Garden of Delights
nytheatre.com q&a preview by Kaylin Lee Clinton
November 7, 2012
What is your job on this show?
Actor.
When did you know you wanted to work in the theater, and why?
My parents remember the early performances: apparently at the age of two, I stood up in the middle of the public baby pool and belted out "Suddenly Seymour" while clouds of yellow billowed forth around me. A colleague recently suggested that this was early "performance art," and that I should repeat the show. Here's looking at you, Washington Square Park fountain!
Things came into crystal clear focus, however, when I saw a touring company of "Les Miz" at the age of six. As soon as Young Cosette walked on that stage, I was profoundly jealous. I didn't realize this was something you could do! Let alone, that a KID could do! I went home and wrote snarky comments about her in my program. I wonder if she's famous now.
Why do you do theater (as opposed to film, or TV, or something not in the entertainment field)?
I love working on film, and I also sing jazz and perform my own music, but theatre-- it stays with you because the only way you can take it with you and relive the experience is to add yourself to it. I remember seeing "Death of a Salesman" on Broadway in the '90s with Brian Dennehy and Elizabeth Franz, and being amazed at how the whole audience cried. How tissues were passed between strangers, and how everyone left the theatre reflecting-- not just on what they'd seen, but on themselves. It's that shared catharsis. Whenever I have the opportunity to be a conduit for some part of that, I feel-- right in this world.
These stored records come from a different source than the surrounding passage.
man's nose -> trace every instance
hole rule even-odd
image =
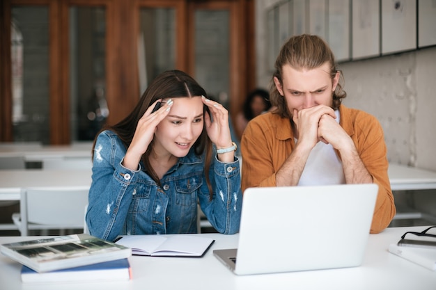
[[[306,108],[311,108],[315,106],[315,98],[312,95],[312,94],[306,94],[304,96],[304,100],[303,101],[303,107]]]

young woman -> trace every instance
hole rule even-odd
[[[198,203],[219,232],[239,230],[228,112],[205,96],[185,72],[165,72],[127,117],[100,133],[86,213],[92,235],[196,233]]]

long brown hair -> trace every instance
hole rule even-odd
[[[139,119],[143,115],[147,108],[155,101],[159,99],[175,99],[201,95],[207,97],[205,90],[185,72],[177,70],[164,72],[158,75],[148,86],[132,113],[120,122],[113,126],[105,127],[102,131],[109,129],[115,132],[125,147],[127,148],[132,143]],[[204,106],[203,113],[205,110],[206,106]],[[94,146],[95,140],[94,140]],[[157,184],[160,185],[159,177],[148,160],[153,145],[153,143],[152,141],[142,156],[142,161],[144,164],[145,170]],[[200,136],[194,144],[194,149],[195,154],[198,156],[202,155],[205,150],[205,172],[206,182],[212,197],[212,186],[210,186],[209,178],[209,167],[212,160],[212,142],[208,136],[205,127],[204,126]]]
[[[270,83],[270,99],[272,106],[277,107],[275,112],[281,117],[290,118],[286,99],[280,95],[274,83],[274,78],[277,77],[283,85],[283,65],[288,64],[296,69],[311,70],[319,67],[325,63],[330,65],[332,80],[338,72],[342,77],[333,92],[332,107],[336,110],[341,105],[342,99],[347,96],[347,93],[342,89],[341,81],[343,81],[343,77],[341,72],[336,70],[333,51],[327,42],[317,35],[302,34],[290,38],[280,49],[274,64],[275,72]]]

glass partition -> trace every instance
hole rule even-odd
[[[49,143],[48,8],[11,9],[14,142]]]
[[[93,140],[109,113],[106,102],[105,15],[104,7],[69,9],[72,140]]]

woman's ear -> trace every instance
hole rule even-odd
[[[336,74],[334,75],[334,77],[333,78],[333,83],[332,83],[333,86],[332,86],[332,92],[334,92],[334,90],[336,89],[336,86],[338,86],[338,83],[339,83],[340,77],[341,77],[341,72],[338,70]]]
[[[274,77],[274,83],[276,85],[276,88],[279,91],[279,93],[282,96],[284,96],[285,94],[283,92],[283,87],[281,86],[281,83],[280,83],[280,81],[277,79],[277,76]]]

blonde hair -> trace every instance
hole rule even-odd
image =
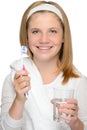
[[[33,4],[31,4],[25,11],[22,21],[21,21],[21,27],[20,27],[20,44],[26,45],[28,47],[28,54],[32,58],[32,52],[29,49],[29,43],[28,43],[28,23],[29,19],[28,14],[31,9],[34,7],[41,5],[41,4],[50,4],[58,8],[58,10],[61,12],[63,21],[61,21],[61,25],[63,27],[64,31],[64,43],[62,43],[62,47],[59,53],[59,60],[60,60],[60,70],[63,72],[63,81],[62,83],[65,84],[68,82],[70,78],[77,78],[79,75],[76,73],[76,69],[73,66],[73,54],[72,54],[72,40],[71,40],[71,32],[70,32],[70,26],[68,22],[68,18],[64,12],[64,10],[55,2],[46,2],[46,1],[36,1]]]

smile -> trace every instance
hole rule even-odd
[[[49,50],[52,48],[52,46],[37,46],[37,48],[40,50]]]

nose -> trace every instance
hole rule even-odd
[[[41,34],[40,43],[49,43],[49,36],[47,33]]]

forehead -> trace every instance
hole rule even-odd
[[[43,19],[43,20],[51,19],[51,21],[56,20],[58,22],[61,21],[60,18],[58,17],[58,15],[56,15],[55,13],[53,13],[51,11],[37,11],[30,16],[29,23],[31,21],[36,21],[38,19]]]

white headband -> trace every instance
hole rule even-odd
[[[48,10],[48,11],[52,11],[54,12],[55,14],[57,14],[59,16],[59,18],[62,20],[63,22],[63,17],[62,17],[62,14],[61,12],[58,10],[58,8],[56,8],[55,6],[53,5],[50,5],[50,4],[41,4],[41,5],[38,5],[37,7],[33,8],[30,10],[29,14],[28,14],[28,18],[35,12],[37,11],[41,11],[41,10]]]

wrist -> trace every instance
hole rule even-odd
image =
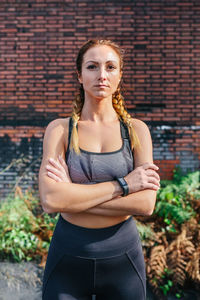
[[[119,183],[121,190],[123,192],[122,196],[127,196],[129,194],[129,186],[124,177],[116,177],[116,181]]]

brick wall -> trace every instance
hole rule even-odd
[[[19,159],[0,173],[0,197],[16,180],[37,189],[45,127],[69,116],[75,57],[93,37],[126,49],[123,94],[151,130],[161,178],[199,168],[199,1],[3,0],[0,20],[0,170]]]

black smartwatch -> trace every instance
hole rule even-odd
[[[124,177],[116,177],[116,180],[119,182],[122,190],[123,190],[123,197],[127,196],[129,193],[129,187],[128,184],[126,182],[126,180],[124,179]]]

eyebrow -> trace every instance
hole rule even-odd
[[[95,64],[98,64],[99,62],[96,61],[96,60],[88,60],[88,61],[86,61],[85,63],[86,63],[86,64],[88,64],[88,63],[95,63]],[[117,63],[117,61],[116,61],[116,60],[108,60],[108,61],[106,61],[106,63]]]

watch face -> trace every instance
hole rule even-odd
[[[116,179],[119,182],[121,188],[123,189],[123,196],[127,196],[129,193],[129,188],[126,180],[123,177],[116,178]]]

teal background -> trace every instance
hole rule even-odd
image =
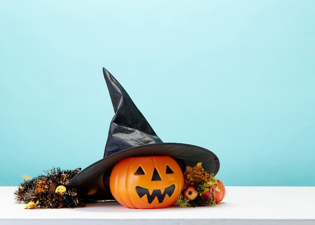
[[[5,1],[0,186],[103,158],[105,67],[227,186],[315,185],[315,1]]]

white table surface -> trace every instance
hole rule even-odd
[[[0,187],[0,224],[315,224],[315,187],[226,187],[213,206],[134,209],[102,202],[73,209],[26,209],[16,187]]]

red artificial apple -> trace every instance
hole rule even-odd
[[[216,203],[220,202],[225,196],[225,187],[224,185],[220,180],[217,180],[217,181],[218,183],[212,185],[211,187],[214,190],[213,192],[213,199],[215,201]],[[218,190],[220,191],[218,191]]]

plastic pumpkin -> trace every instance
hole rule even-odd
[[[128,208],[169,206],[181,195],[183,186],[182,170],[168,156],[124,159],[114,167],[110,178],[113,196]]]

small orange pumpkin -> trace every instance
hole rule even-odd
[[[171,157],[130,157],[114,167],[109,185],[115,199],[125,207],[164,208],[181,195],[184,176]]]

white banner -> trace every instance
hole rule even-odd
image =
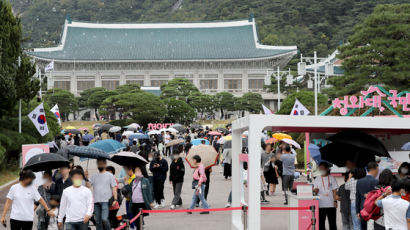
[[[45,72],[50,72],[51,70],[54,70],[54,61],[48,63],[46,67],[44,67]]]
[[[46,113],[44,111],[43,103],[41,103],[33,111],[31,111],[28,117],[33,122],[34,126],[36,126],[37,131],[41,136],[44,136],[48,133]]]
[[[56,115],[58,124],[61,125],[60,110],[58,109],[58,105],[56,104],[53,108],[50,109],[50,111],[54,113],[54,115]]]
[[[298,99],[295,100],[295,104],[293,105],[293,109],[290,112],[290,115],[292,116],[307,116],[309,115],[309,110],[306,109],[302,103]]]

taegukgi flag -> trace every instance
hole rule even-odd
[[[50,109],[50,111],[54,113],[54,115],[56,115],[58,124],[61,125],[60,110],[58,109],[58,105],[56,104],[53,108]]]
[[[272,110],[270,110],[268,107],[266,107],[264,104],[262,104],[262,109],[264,114],[273,114]]]
[[[48,133],[46,113],[44,111],[43,103],[41,103],[33,111],[31,111],[28,117],[33,122],[34,126],[36,126],[37,131],[41,136],[44,136]]]
[[[293,109],[290,112],[290,115],[292,116],[307,116],[309,115],[309,110],[306,109],[306,107],[300,103],[298,99],[295,100],[295,104],[293,105]]]
[[[48,64],[46,65],[46,67],[44,67],[44,71],[45,71],[45,72],[49,72],[49,71],[51,71],[51,70],[54,70],[54,61],[48,63]]]

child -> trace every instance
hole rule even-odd
[[[49,218],[47,230],[58,230],[57,226],[57,216],[58,216],[58,206],[60,205],[60,196],[52,195],[50,197],[50,208],[54,213],[54,216]]]

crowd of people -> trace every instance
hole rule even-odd
[[[115,167],[106,159],[97,159],[98,172],[89,175],[80,165],[66,165],[57,170],[44,171],[44,183],[38,188],[33,186],[35,174],[30,170],[20,173],[19,183],[13,185],[7,194],[1,223],[6,226],[6,214],[9,209],[10,229],[28,230],[37,218],[38,230],[86,230],[90,222],[97,230],[108,230],[119,226],[117,219],[120,207],[125,205],[128,219],[132,219],[141,210],[161,209],[165,204],[164,187],[167,180],[172,185],[173,198],[170,209],[180,208],[186,166],[183,157],[192,147],[191,140],[202,138],[202,145],[212,145],[220,153],[218,163],[223,165],[223,176],[228,180],[232,176],[232,150],[224,148],[219,142],[219,135],[209,135],[211,129],[188,129],[175,134],[164,131],[150,136],[150,139],[129,140],[121,133],[95,132],[96,139],[115,139],[126,146],[126,151],[140,155],[148,164],[124,166],[116,175]],[[140,132],[136,130],[135,132]],[[142,132],[142,131],[141,131]],[[229,131],[228,131],[229,132]],[[171,141],[181,139],[179,144],[169,145]],[[267,196],[277,193],[281,182],[284,205],[288,204],[288,194],[294,189],[294,181],[300,176],[296,169],[296,151],[294,146],[285,142],[261,142],[261,194],[262,204],[268,204]],[[56,138],[55,148],[67,145],[88,145],[82,135],[67,133]],[[243,149],[246,153],[246,148]],[[212,167],[205,168],[199,155],[192,157],[191,167],[193,195],[188,210],[199,207],[208,209],[208,192]],[[347,161],[345,183],[338,185],[330,173],[331,164],[321,161],[311,170],[313,193],[319,196],[319,229],[337,228],[337,208],[340,203],[343,229],[409,229],[410,209],[410,165],[403,163],[398,174],[383,169],[376,162],[367,167],[356,167],[355,162]],[[314,163],[314,161],[312,161]],[[243,163],[244,186],[247,186],[247,164]],[[292,191],[293,192],[293,191]],[[232,192],[226,207],[231,205]],[[370,211],[369,211],[370,210]],[[35,215],[36,213],[36,215]],[[192,214],[191,211],[187,212]],[[200,214],[209,214],[207,211]],[[132,229],[141,229],[144,223],[142,214]],[[370,221],[375,220],[375,221]],[[144,223],[145,224],[145,223]]]

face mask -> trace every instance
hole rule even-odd
[[[81,180],[81,179],[73,180],[73,185],[75,187],[80,187],[82,184],[83,184],[83,180]]]

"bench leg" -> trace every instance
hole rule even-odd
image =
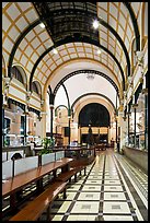
[[[50,209],[51,209],[51,203],[50,203],[50,204],[48,206],[48,208],[47,208],[47,213],[46,213],[46,215],[47,215],[47,221],[50,221],[50,220],[51,220]]]
[[[77,181],[77,174],[74,175],[74,181]]]
[[[66,195],[66,188],[65,188],[65,190],[64,190],[64,199],[66,199],[67,198],[67,195]]]

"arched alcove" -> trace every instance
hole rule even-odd
[[[97,103],[85,105],[79,114],[79,125],[81,127],[108,127],[109,113],[105,106]]]

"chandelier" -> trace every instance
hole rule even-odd
[[[86,75],[86,79],[90,80],[90,81],[93,81],[94,78],[95,78],[94,73],[85,73],[85,75]]]

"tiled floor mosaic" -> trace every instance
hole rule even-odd
[[[100,151],[86,176],[78,176],[76,184],[72,178],[67,199],[60,195],[54,201],[51,221],[147,221],[147,183],[126,159],[111,149]]]

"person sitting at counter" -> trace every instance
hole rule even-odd
[[[19,160],[19,159],[22,159],[22,155],[20,153],[14,153],[11,157],[12,161],[15,161],[15,160]],[[16,200],[18,201],[21,201],[22,200],[22,195],[23,195],[23,190],[19,190],[16,191]]]

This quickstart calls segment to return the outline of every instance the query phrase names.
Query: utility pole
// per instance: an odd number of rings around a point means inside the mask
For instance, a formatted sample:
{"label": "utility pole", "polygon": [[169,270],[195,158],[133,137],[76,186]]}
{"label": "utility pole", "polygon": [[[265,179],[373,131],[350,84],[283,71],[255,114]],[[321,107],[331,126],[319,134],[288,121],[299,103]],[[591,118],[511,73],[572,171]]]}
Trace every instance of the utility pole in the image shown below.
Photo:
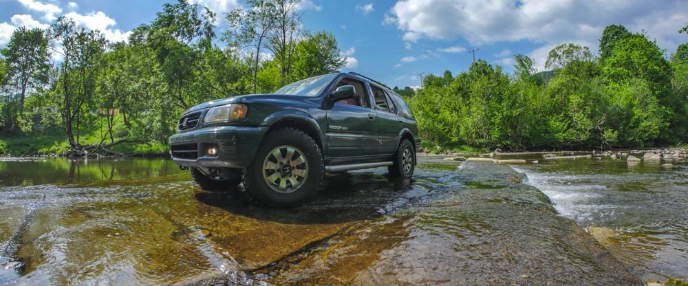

Do you think the audience will talk about your show for 5 minutes, an hour, or way into the wee hours of the night?
Here's what I predict: five minutes after this show, the audience may experience some confusion. They will feel a visceral reaction to what they've seen, but they won't know why. An hour later, they may start to wonder and discuss what in the play was real, what was not real, which parts of the play were true. In the wee hours of the night, they'll realize that their dreams give surreal representations of their feelings and memories, just like this play. This play is one that will infect the mind. It has mine!
Groucho, Chico, Harpo, or Zeppo?
This play is Harpo. Dressed up like Groucho. Doing a fabulous mirror routine with an exaggerated fun-house mirror.
If you had ten million dollars that you had to spend on theatrical endeavors, how would you use the money?
Oh man. I'd pay salaries for really great teachers to go live and create theatre programs in schools all over this country. And maybe some other countries, too. Then I'd send up a fund to create exchange conferences between all those theatre programs. Finally, I'd set up an end of the year trip for students to visit Bali and see theatre that's used as an integral part of daily life. Do I have any money left? Can I quit my day job, too?